Song by ASAP Rocky featuring Joe Fox and Kanye West

from the album At. Long. Last. ASAP
- Released: May 26, 2015
- Recorded: 2014–2015
- Genre: Hip hop
- Length: 5:24
- Label: ASAP Worldwide; Polo Grounds; RCA;
- Songwriter(s): Rakim Mayers; Che Pope; Kanye West; Joe Fox; Dicky Sulaksono; Warren Moore; William Robinson;
- Producer(s): Pope; West;

= Jukebox Joints =

"Jukebox Joints" is a song by American rapper ASAP Rocky, featuring Joe Fox and Kanye West. It was released as the ninth track from ASAP Rocky's second studio album, At. Long. Last. ASAP (2015). An accompanying music video was released on August 10, 2015.

== Background ==
In an interview with Red Bull Music Academy, Che Pope explained how ASAP Rocky had become involved with the song:Literally, maybe 5 in the morning one day, A$AP’s like, “Che, I know you got a bunch of soul samples.” He’s like, “I want to make a jukebox song.” Unbeknownst to me, that Kanye had actually already given him a track that I had given Kanye so then we just ended up adding onto it. I didn’t know it was going to be that long.

==Critical reception==
Meaghan Garvey of Pitchfork praised "Jukebox Joints" as being "back-to-basics", writing that ASAP Rocky has "got real shit to say". Billboard complimented Fox's appearance on the song, as well as his other features on At. Long. Last. ASAP, writing that he "anchors almost a third of the album with sung hooks".

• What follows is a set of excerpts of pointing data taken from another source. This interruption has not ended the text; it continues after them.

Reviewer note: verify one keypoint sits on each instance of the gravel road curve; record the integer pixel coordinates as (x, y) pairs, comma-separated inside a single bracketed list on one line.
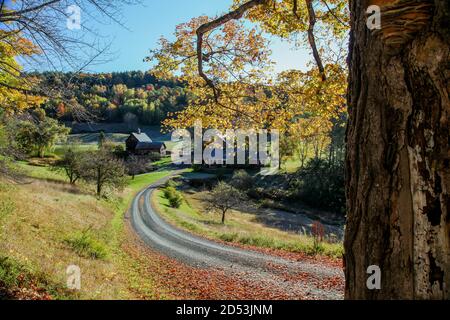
[(203, 253)]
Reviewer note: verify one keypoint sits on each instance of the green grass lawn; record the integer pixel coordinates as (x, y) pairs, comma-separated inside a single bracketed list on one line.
[(239, 227)]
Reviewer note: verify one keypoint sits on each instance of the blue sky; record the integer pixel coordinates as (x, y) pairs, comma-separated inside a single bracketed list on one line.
[(154, 18)]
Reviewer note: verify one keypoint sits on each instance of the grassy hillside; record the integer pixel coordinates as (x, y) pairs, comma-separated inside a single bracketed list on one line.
[(47, 225)]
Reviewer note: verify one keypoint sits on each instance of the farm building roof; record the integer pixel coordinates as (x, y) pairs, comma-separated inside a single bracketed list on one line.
[(150, 145)]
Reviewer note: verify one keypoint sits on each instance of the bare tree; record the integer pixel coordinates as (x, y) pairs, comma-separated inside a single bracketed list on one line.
[(223, 198), (43, 22)]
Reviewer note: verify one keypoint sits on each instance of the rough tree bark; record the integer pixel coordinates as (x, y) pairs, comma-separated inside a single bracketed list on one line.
[(398, 154)]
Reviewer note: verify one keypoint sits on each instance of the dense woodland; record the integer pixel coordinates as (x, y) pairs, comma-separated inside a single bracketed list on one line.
[(387, 85)]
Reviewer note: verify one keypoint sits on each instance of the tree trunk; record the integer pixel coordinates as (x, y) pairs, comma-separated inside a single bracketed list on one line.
[(398, 151)]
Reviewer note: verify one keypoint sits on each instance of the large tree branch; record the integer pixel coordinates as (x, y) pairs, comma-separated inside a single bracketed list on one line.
[(209, 26)]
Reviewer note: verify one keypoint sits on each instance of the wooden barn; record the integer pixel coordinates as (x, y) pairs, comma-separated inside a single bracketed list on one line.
[(140, 144)]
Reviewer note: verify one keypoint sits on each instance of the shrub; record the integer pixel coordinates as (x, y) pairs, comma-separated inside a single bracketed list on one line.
[(85, 245), (155, 156)]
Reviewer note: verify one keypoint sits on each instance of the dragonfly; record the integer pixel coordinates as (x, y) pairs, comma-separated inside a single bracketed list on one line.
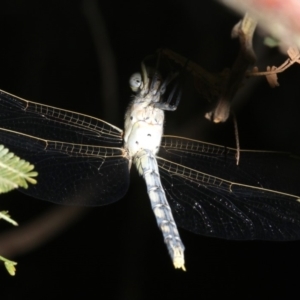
[(82, 160)]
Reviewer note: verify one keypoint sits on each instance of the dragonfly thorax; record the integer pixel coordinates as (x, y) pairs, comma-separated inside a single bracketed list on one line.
[(143, 127)]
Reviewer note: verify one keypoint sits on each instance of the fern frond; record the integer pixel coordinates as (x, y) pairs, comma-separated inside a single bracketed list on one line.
[(14, 171)]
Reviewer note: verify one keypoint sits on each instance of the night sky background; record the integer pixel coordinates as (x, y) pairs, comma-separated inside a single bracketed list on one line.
[(48, 54)]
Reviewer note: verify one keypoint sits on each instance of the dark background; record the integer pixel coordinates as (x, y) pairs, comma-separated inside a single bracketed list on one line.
[(48, 55)]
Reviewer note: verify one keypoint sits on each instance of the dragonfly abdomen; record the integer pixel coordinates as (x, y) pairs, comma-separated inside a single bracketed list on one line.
[(146, 164)]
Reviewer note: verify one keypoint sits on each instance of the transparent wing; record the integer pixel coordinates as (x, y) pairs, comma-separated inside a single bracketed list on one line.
[(79, 158), (212, 196)]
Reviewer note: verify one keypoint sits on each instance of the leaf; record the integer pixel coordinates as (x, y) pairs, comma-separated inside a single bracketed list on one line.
[(293, 53), (9, 265), (14, 172), (5, 216), (272, 77)]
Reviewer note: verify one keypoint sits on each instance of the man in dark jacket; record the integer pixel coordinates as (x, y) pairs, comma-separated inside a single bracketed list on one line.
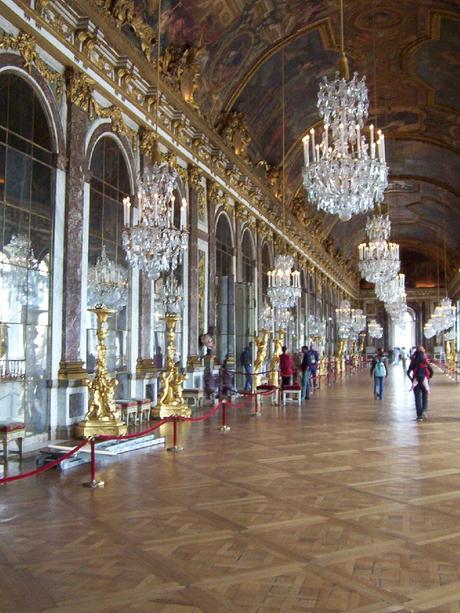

==Tonight Show performance==
On June 11, 2015, Rocky was joined by The Roots on The Tonight Show Starring Jimmy Fallon to perform "Jukebox Joints" along with At. Long. Last. ASAP single "LSD". As Jimmy Fallon himself alluded to, it wasn't clear exactly how seriously Rocky had taken the drug-tinged lyrics of both songs before the performance, since it began with him reclining in a bed. The performance saw him rise from the bed to rap a medley of "Jukebox Joints" and "LSD".

==Samples==
"Jukebox Joints" contains samples of several songs: "Doa untuk Kekasih" (1972), performed by Indonesian band Rasela; "Much Better Off" (1968), performed by Smokey Robinson and The Miracles; and "Who Cares" (1975), performed by Tony Aiken and Future 2000.

==Music video==
On August 10, 2015, the music video for "Jukebox Joints" was released. It shows ASAP Mob relaxing in a variety of places, ranging from bedrooms to subway stations and the effects of psychedelic colours and smoke are used within the video. The version of the track used for the music video is different from the album version, as West's verse is not included. He doesn't appear in the video either, despite being credited as a feature in the title.

==Commercial performance==
The song peaked at number 7 on the US Billboard Bubbling Under R&B/Hip-Hop Singles chart and spent a total of two weeks on it.

==Charts==

| Chart (2015) | Peak position |
|---|---|
| US Bubbling Under R&B/Hip-Hop Singles (Billboard) | 7 |

==Certifications==

| Region | Certification | Certified units/sales |
| New Zealand (RMNZ) | Gold | 15,000^{‡} |
| United States (RIAA) | Gold | 500,000^{‡} |
^{‡} Sales+streaming figures based on certification alone.